The standard immunosuppression protocol included basiliximab induction and maintenance therapy of a combination of a cell proliferation inhibitor, prednisolone, and a calcineurin inhibitor. Up until 2007, the calcineurin inhibitor of choice was cyclosporine for all patients; following 2007, approximately half of the patients received tacrolimus and half received cyclosporine. Beginning in 2012, tacrolimus was the drug of choice for all patients. During the overall study period, statin therapy became gradually more common; coverage in 1999-2000 was ~30%, increasing to >70% in the latter era. As per the center’s standard treatment protocol, statins were paused during the first 3 months after renal transplantation.
Median follow-up was 9.6 years. During that period, there were 595 deaths; 225 of the deaths were due to cardiovascular disease, 134 were due to cancer, 159 were due to infectious disease, and 77 were due to other causes. A total of 805 grafts were lost; 497 to recipient death and 308 to death censored graft loss.
In the former era, there were significant crude associations between plasma total TFA levels and mortality (HR, 3.42; 95% confidence interval [CI], 1.61-7.19; P=.001) and overall graft loss (HR, 2.22; 95% CI, 1.12-4.39; P=.02). Following multivariable adjustment, there were significant associations between plasma industrial TFA levels and outcomes but not between plasma total TFAs (mortality: HR, 4.44; 95% CI, 1.30-15.14; P=.02; overall graft loss: HR, 4.22; 95% CI, 1.44-12.31; P=.01). There was a significant association between plasma ruminant TFA levels and patient survival in unadjusted analysis; the association was not significant following multivariable adjustment.

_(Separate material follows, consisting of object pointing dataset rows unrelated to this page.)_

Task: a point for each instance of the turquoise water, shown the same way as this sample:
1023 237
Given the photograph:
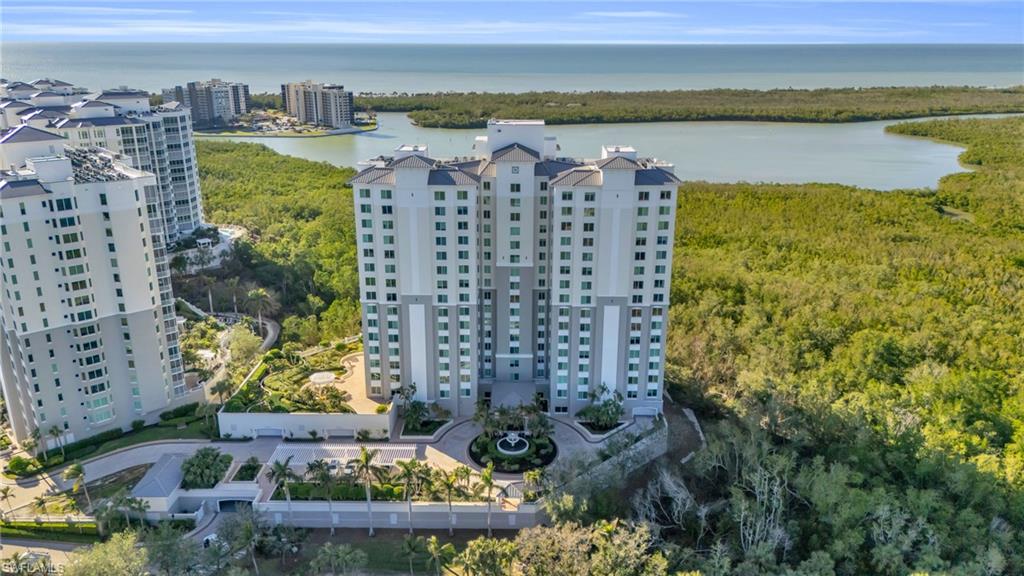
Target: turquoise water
860 154
387 68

In the latter era, there were no associations between plasma total TFA levels and mortality or graft loss. In addition, there were no significant crude or multivariable adjusted associations between plasma industrial or ruminant TFA levels and outcomes. In the latter era (as opposed to the former era), there were no significant associations between cause-specific mortality or death censored graft loss for plasma industrial TFA levels.

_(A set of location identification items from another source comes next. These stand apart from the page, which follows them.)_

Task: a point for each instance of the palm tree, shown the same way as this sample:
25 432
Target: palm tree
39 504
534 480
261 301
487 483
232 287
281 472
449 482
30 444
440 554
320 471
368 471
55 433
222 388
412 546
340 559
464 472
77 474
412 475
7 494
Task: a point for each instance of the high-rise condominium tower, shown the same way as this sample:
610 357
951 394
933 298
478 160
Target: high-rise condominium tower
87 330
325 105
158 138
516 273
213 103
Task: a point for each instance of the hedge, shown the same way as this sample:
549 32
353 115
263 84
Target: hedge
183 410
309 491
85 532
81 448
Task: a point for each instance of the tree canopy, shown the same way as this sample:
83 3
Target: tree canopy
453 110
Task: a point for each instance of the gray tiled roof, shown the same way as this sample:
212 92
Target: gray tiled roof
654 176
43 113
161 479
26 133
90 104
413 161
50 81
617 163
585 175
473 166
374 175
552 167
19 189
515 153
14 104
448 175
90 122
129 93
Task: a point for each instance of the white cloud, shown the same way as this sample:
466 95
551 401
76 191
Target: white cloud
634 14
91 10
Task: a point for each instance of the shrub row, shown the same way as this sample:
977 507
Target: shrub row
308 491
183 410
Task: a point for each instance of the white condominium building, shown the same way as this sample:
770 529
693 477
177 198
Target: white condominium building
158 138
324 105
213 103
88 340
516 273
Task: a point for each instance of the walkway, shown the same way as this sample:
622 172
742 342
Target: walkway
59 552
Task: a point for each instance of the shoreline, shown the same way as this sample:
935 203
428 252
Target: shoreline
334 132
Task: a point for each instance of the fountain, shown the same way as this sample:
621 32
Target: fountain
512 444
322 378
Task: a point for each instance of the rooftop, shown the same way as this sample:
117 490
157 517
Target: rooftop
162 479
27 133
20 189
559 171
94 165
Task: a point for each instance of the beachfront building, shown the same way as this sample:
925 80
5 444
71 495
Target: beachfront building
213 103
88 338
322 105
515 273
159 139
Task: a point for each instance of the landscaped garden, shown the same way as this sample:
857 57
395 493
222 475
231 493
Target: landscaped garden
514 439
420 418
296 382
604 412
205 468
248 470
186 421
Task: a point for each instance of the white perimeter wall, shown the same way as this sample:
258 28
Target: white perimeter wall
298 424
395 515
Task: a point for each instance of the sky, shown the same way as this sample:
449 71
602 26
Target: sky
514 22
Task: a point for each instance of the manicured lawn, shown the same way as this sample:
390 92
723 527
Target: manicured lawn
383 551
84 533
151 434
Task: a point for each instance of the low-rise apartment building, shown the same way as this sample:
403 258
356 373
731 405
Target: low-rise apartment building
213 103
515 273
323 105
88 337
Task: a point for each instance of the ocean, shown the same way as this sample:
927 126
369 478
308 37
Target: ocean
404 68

There were some limitations to the study cited by the authors, including analysis of fatty acid performed at a single time-point 10 weeks following transplant; changes in TFA consumption would be expected to occur during follow-up. In addition, the 95% confidence intervals in Cox regression and competing risk analysis were quite wide, due to the sample size, raising questions as to the robustness of the findings.
“In this renal transplant cohort, we found significant associations between plasma industrial TFA levels and patient and graft survival in years 1999 to 2004, but no association with survival end points in years 2005 to 2011. The findings suggest that lowering industrial TFA consumption even from a modest intake might beneficially influence health,” the researchers said.
Takeaway Points
- There is an association between high consumption of trans-fatty acids (TFAs) and increased risk of mortality.

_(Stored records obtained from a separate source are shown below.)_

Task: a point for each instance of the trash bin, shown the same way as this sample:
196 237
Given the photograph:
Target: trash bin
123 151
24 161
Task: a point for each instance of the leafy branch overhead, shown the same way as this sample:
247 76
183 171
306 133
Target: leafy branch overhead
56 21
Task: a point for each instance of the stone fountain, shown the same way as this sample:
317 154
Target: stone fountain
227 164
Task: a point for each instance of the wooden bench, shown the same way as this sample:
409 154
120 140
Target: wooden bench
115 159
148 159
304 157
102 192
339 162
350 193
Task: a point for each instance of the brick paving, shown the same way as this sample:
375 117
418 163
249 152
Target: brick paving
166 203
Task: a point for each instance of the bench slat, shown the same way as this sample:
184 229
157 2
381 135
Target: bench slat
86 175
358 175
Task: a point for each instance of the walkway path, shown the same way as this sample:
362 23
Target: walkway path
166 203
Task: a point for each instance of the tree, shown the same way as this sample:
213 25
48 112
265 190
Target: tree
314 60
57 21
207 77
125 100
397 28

- Researchers in Sweden conducted an observational cohort study among renal transplant recipients to examine whether plasma phospholipid levels of industrial and ruminant TFAs were associated with all-cause and cardiovascular mortality, and overall and death censored graft loss in that patient population.
- In the years 1999-2004, plasma industrial TFA levels were significantly associated with survival; in the years 2005-2011, there were no associations between plasma industrial TFA levels and survival.